Comment author: Randaly 20 April 2012 04:15:42PM *  7 points [-]

AFAIK, nothing of the kind is publicly available. The closest thing to it is probably his Intuitive Explanation of Bayes' Theorem; however, Bayes' Theorem is high-school math. (His Cartoon Guide to Lob's Theorem might also be relevant- although they may think it's just more words.) Two relevant quotes by Eliezer:

On some gut level I’m also just embarrassed by the number of compliments I get for my math ability (because I’m a good explainer and can make math things that I do understand seem obvious to other people) as compared to the actual amount of advanced math knowledge that I have (practically none by any real mathematician’s standard).

My current sense of the problems of self-modifying decision theory is that it won’t end up being Deep Math, nothing like the proof of Fermat’s Last Theorem—that 95% of the progress-stopping difficulty will be in figuring out which theorem is true and worth proving, not the proof. (Robin Hanson spends a lot of time usefully discussing which activities are most prestigious in academia, and it would be a Hansonian observation, even though he didn’t say it AFAIK, that complicated proofs are prestigious but it’s much more important to figure out which theorem to prove.)

Source for both

Comment author: Gangsta_Trippin 20 April 2012 04:26:46PM 2 points [-]

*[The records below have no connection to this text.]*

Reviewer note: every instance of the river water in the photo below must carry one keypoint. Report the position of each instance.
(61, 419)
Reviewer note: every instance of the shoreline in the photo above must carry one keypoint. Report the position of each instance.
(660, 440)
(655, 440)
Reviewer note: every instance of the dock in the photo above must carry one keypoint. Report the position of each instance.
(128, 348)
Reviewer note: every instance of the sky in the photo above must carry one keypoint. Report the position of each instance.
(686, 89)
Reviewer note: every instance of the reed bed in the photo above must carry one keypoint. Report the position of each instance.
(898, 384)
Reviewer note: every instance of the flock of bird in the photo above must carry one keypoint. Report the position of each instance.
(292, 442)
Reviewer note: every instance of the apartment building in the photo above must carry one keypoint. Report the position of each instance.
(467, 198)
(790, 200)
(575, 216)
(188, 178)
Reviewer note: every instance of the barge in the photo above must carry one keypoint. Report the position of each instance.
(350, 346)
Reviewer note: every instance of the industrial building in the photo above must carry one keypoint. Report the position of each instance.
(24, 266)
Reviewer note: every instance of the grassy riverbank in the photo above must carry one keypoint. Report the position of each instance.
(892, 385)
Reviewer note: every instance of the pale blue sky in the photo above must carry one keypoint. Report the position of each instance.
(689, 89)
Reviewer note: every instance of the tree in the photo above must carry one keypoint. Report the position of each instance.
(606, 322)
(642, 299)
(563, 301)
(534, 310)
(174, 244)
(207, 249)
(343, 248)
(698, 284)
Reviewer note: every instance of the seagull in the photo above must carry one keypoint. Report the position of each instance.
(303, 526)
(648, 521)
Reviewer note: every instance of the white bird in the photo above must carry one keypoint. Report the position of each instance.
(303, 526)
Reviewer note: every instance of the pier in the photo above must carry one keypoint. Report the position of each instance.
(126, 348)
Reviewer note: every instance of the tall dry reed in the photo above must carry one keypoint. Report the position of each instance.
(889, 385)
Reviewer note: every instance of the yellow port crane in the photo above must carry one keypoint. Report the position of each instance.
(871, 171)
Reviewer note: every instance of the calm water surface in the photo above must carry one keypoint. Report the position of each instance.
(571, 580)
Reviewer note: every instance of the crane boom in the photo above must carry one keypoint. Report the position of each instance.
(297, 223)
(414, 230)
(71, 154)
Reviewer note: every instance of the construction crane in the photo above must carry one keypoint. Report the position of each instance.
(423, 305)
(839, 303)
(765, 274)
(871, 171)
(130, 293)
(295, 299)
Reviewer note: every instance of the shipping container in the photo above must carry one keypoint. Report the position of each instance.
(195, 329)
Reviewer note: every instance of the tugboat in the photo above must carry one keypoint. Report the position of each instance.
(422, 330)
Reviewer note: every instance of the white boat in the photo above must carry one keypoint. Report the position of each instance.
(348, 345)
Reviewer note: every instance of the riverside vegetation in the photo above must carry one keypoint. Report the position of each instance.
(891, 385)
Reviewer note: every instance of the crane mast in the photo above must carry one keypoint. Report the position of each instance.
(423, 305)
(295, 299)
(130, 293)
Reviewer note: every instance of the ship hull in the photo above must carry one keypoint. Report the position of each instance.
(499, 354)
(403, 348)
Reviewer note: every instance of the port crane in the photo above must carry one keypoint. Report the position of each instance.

complicated proofs are prestigious but it’s much more important to figure out which theorem to prove

Viewtifully phrased...

Comment author: Gangsta_Trippin 20 April 2012 03:54:14PM 9 points [-]

I, non-programmer, have a question my programmer friends asked me: why can't they find any of Eliezer's papers that have any hard math in them at all? According to them, it's all words words words. Excellent words, to be sure, but they'd like to see some hard equations, code, and the like, stuff that would qualify him as a researcher rather than a "mere" philosopher. What should I link them to?